Scoff if you like, but for a long time, I’ve maintained a lively interest in burial sites. They are jam-packed with all kinds of human interest stories, if only we knew how to begin to know them—and few more so than Brooklyn’s most prominent cemetery, the exclusive final address for thousands of New York’s elite over the years.
I don’t think you can gauge the true impact of Green-Wood Cemetery until you compare it to its surrounding environment, as I sought to do with this picture taken on a visit to this National Historic Landmark a week and a half ago. Way off in the background you can see the modest working-class, largely immigrant neighborhood of Sunset Park.
But in the foreground is Green-Wood, founded in 1838 as one of America’s first rural cemeteries—a sharp break from the church graveyards dominant till that time. So lushly beautiful were its 478 acres that New Yorkers took to promenading around its hills, valleys, ponds and paths, often oblivious to the grim reality of death that had brought so many here to their final ends. And so influential was this pastoral setting that it later gave rise to two other epic experiments in landscape architecture, Central Park and Prospect Park, by Frederick Law Olmsted and Calvert Vaux.

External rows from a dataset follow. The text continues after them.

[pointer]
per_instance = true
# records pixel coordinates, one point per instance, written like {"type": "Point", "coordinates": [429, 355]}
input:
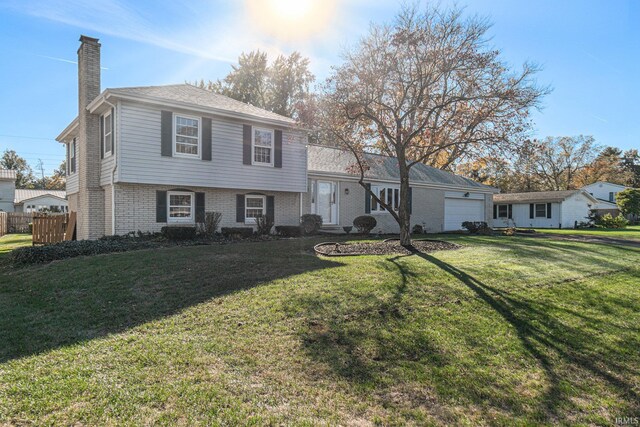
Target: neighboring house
{"type": "Point", "coordinates": [40, 200]}
{"type": "Point", "coordinates": [543, 209]}
{"type": "Point", "coordinates": [7, 189]}
{"type": "Point", "coordinates": [439, 200]}
{"type": "Point", "coordinates": [605, 193]}
{"type": "Point", "coordinates": [141, 158]}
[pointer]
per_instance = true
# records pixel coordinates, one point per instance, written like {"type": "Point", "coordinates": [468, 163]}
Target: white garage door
{"type": "Point", "coordinates": [457, 211]}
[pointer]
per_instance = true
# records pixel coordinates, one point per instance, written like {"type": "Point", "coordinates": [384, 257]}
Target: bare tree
{"type": "Point", "coordinates": [559, 160]}
{"type": "Point", "coordinates": [425, 89]}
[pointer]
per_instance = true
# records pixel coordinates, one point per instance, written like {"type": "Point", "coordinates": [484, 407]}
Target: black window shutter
{"type": "Point", "coordinates": [113, 131]}
{"type": "Point", "coordinates": [101, 127]}
{"type": "Point", "coordinates": [271, 207]}
{"type": "Point", "coordinates": [166, 133]}
{"type": "Point", "coordinates": [161, 206]}
{"type": "Point", "coordinates": [246, 146]}
{"type": "Point", "coordinates": [367, 199]}
{"type": "Point", "coordinates": [277, 159]}
{"type": "Point", "coordinates": [199, 207]}
{"type": "Point", "coordinates": [239, 207]}
{"type": "Point", "coordinates": [206, 138]}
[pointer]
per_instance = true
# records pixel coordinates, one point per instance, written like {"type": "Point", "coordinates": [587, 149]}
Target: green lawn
{"type": "Point", "coordinates": [631, 232]}
{"type": "Point", "coordinates": [506, 331]}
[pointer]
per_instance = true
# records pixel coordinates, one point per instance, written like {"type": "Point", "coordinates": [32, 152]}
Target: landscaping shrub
{"type": "Point", "coordinates": [476, 227]}
{"type": "Point", "coordinates": [289, 230]}
{"type": "Point", "coordinates": [264, 224]}
{"type": "Point", "coordinates": [211, 223]}
{"type": "Point", "coordinates": [365, 223]}
{"type": "Point", "coordinates": [70, 249]}
{"type": "Point", "coordinates": [178, 233]}
{"type": "Point", "coordinates": [609, 221]}
{"type": "Point", "coordinates": [310, 223]}
{"type": "Point", "coordinates": [237, 232]}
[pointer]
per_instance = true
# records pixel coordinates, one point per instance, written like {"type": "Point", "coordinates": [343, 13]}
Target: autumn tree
{"type": "Point", "coordinates": [559, 160]}
{"type": "Point", "coordinates": [282, 87]}
{"type": "Point", "coordinates": [24, 174]}
{"type": "Point", "coordinates": [426, 87]}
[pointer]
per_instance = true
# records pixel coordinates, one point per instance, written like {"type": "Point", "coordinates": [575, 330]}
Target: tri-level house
{"type": "Point", "coordinates": [140, 158]}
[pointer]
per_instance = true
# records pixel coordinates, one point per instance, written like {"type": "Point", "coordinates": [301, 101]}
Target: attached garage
{"type": "Point", "coordinates": [461, 207]}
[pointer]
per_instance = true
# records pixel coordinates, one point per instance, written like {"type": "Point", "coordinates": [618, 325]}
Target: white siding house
{"type": "Point", "coordinates": [546, 209]}
{"type": "Point", "coordinates": [605, 193]}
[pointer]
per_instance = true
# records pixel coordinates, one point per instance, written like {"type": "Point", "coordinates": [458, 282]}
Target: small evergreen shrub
{"type": "Point", "coordinates": [69, 249]}
{"type": "Point", "coordinates": [178, 233]}
{"type": "Point", "coordinates": [609, 221]}
{"type": "Point", "coordinates": [476, 227]}
{"type": "Point", "coordinates": [365, 223]}
{"type": "Point", "coordinates": [289, 230]}
{"type": "Point", "coordinates": [237, 232]}
{"type": "Point", "coordinates": [310, 223]}
{"type": "Point", "coordinates": [264, 225]}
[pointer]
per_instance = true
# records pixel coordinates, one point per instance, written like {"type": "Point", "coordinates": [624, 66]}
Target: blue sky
{"type": "Point", "coordinates": [589, 51]}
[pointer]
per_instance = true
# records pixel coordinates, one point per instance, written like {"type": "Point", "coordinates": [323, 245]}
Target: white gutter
{"type": "Point", "coordinates": [115, 165]}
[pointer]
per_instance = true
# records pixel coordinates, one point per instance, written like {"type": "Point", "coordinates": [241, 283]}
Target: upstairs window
{"type": "Point", "coordinates": [541, 210]}
{"type": "Point", "coordinates": [262, 145]}
{"type": "Point", "coordinates": [72, 156]}
{"type": "Point", "coordinates": [108, 133]}
{"type": "Point", "coordinates": [186, 137]}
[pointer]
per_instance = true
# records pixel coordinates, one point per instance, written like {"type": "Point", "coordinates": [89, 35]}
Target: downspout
{"type": "Point", "coordinates": [115, 165]}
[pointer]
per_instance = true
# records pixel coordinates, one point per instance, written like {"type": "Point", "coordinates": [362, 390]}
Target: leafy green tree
{"type": "Point", "coordinates": [628, 202]}
{"type": "Point", "coordinates": [12, 161]}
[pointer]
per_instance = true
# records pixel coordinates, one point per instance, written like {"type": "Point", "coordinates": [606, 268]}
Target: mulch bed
{"type": "Point", "coordinates": [387, 247]}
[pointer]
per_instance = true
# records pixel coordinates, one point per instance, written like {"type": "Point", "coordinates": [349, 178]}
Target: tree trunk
{"type": "Point", "coordinates": [403, 209]}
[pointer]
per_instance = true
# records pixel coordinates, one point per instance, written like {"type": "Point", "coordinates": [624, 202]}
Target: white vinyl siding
{"type": "Point", "coordinates": [140, 159]}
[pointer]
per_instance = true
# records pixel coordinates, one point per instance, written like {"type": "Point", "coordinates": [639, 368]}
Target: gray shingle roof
{"type": "Point", "coordinates": [535, 196]}
{"type": "Point", "coordinates": [193, 95]}
{"type": "Point", "coordinates": [22, 195]}
{"type": "Point", "coordinates": [337, 161]}
{"type": "Point", "coordinates": [7, 174]}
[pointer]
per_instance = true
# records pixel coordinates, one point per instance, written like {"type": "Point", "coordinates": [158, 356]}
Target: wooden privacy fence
{"type": "Point", "coordinates": [4, 223]}
{"type": "Point", "coordinates": [18, 222]}
{"type": "Point", "coordinates": [53, 228]}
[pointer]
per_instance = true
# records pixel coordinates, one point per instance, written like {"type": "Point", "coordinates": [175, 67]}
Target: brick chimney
{"type": "Point", "coordinates": [90, 223]}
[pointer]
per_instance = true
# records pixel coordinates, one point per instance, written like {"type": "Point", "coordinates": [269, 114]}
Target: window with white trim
{"type": "Point", "coordinates": [180, 206]}
{"type": "Point", "coordinates": [107, 133]}
{"type": "Point", "coordinates": [389, 195]}
{"type": "Point", "coordinates": [186, 136]}
{"type": "Point", "coordinates": [254, 206]}
{"type": "Point", "coordinates": [262, 147]}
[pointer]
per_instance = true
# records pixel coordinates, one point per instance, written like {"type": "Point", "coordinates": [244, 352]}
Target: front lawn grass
{"type": "Point", "coordinates": [506, 331]}
{"type": "Point", "coordinates": [631, 232]}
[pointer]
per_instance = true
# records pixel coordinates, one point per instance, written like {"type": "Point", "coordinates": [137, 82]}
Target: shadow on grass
{"type": "Point", "coordinates": [381, 343]}
{"type": "Point", "coordinates": [67, 302]}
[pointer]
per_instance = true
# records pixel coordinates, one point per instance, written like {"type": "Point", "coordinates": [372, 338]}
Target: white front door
{"type": "Point", "coordinates": [326, 205]}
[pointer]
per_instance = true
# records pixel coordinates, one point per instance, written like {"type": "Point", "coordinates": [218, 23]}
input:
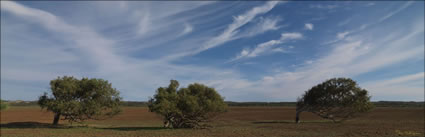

For several months, my friend Elizabeth—transplanted to the South, but still a Brooklyn diehard at heart—had urged me to visit the cemetery. Last week, I took her up on the advice. I made the mistake of going on a Thursday, when tour buses were not operating, so I did not have the chance to see as much as I would have liked. But this gives me all the more incentive to return—and, in any case, you will be seeing some of the results of what I did manage to see in my brief afternoon walk on future posts of "Photo of the Day."